2013年10月7日

米田 Nature #7458, 7468
1)腸チフス菌の毒素タンパク質の機能と構造を見た話。ターゲットのタンパク質をLC-MS/MSで同定して、結合にはターゲットの糖鎖が重要だということを示していた。構造はおまけで、機能解析の方に重点を置いているという印象を得た。
2)リボスイッチの話。これまで考えられてきた2状態ではなく3状態によって制御されているということを示していた。化学的解析やNMR,シミュレーションと幅広い実験をしているのはすごいと思った。
3)エルシニアのABC毒素の話。BとCのN末端領域の共結晶を解いて、変異体解析したといういつもの流れ。
4)H/Naアンチポーターの構造を解いた話。これまでよく解析されてきた大腸菌由来のものではなく高度好熱菌T.thermophilus由来のものを使うことで、低pH以外での構造=Outward facing構造が解かれ、さらにシミュレーションで、イオンの流入出と共役して、20度の構造変化をしているというモデルを立てていた。固定子も、これ以上に構造変化しているのかもしれませんね。

郷原 Science #6141, 6143, 6153
1)Cellular Thermal Shift Assay(CETSA)という方法を用いて、薬剤のタンパク質への結合を組織ごとに検出できるという方法の紹介。マウスを使用。応用すれば新規薬剤のスクリーニング等にも使えるのでしょうか?
2)Acanthamoebaに感染する2.5Mbものゲノムを持つ新規ウイルスを発見したという話。光学顕微鏡で見えるウイルスとは、驚きである。
3)ヒトの腸に生息する菌の種類によって薬剤の効きが変わるという話。原因は、ある種の菌が薬剤を不活化しうるためだとか。栄養条件によって、菌の活性が異なるようなので、食事と薬のバランスをうまく考える必要があるということでしょうか?
5)森を孤立させると、森の面積が小さい程、小動物が絶滅しやすいという話。単純に緑を残せばいいというわけではないということですね。

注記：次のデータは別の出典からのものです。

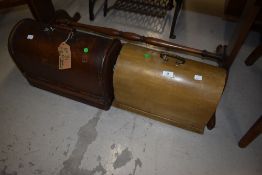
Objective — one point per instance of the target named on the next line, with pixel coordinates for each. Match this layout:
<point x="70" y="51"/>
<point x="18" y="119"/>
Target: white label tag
<point x="198" y="77"/>
<point x="30" y="37"/>
<point x="168" y="74"/>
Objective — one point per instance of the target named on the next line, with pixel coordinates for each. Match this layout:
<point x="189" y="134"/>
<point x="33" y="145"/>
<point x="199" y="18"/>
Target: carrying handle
<point x="180" y="60"/>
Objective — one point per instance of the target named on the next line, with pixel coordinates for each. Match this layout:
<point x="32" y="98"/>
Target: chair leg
<point x="177" y="10"/>
<point x="253" y="57"/>
<point x="251" y="134"/>
<point x="212" y="122"/>
<point x="91" y="10"/>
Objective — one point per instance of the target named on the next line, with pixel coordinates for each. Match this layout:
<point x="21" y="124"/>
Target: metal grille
<point x="131" y="19"/>
<point x="156" y="8"/>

小嶋 PNAS Vol.110 #7, #26, #38
1)ATPを使って、ビタミンなどの基質を細胞内へと取り込む働きを担うECF(エナジーカップリングファクター)の結晶構造を解いた、という話。まず、ストイキオメトリーを調べるところからの仕事。構造と変異体の解析からモデル、といういつもの流れ。バンドがPomAに似ていることが少し話題となった。
2)コレラがT6SSで互いにエフェクターを撃ち合ったとき、姉妹同士が殺し合わないために必要な免疫分子を同定した話。トランスポゾン変異導入で大量の変異体を作成し、生えない菌を、全シークエンスで「減った配列」を見つけることで探してくるという手法。力技だが、賢い力技だと部屋が沸き上がった。
4)SlmAという、バクテリアでDNAやFtsZに結合するタンパク質と、短鎖DNAとの共結晶を解いた話。SlmAに結合したFtsZは伸長しても互いに衝突してバンドル化ができないため、染色体がZリングに巻き込まれることが無い、というモデルを示していた。
5)フクシマの話。2011年カリフォルニアにて放射性セシウムを含むマグロが捕れたらしいが、自然放射能よりもかなり下の放射性物質しか含まれていないことを示していた。
7)Tat complexの集合の話。機能的に集合解離するためには極少量比で存在しているTatE(TatAのホモログ)が必要だということを示していた。基質の変異体を使ったり、CCCPの影響を見たりと、やってることはなじみがある実験手法だった。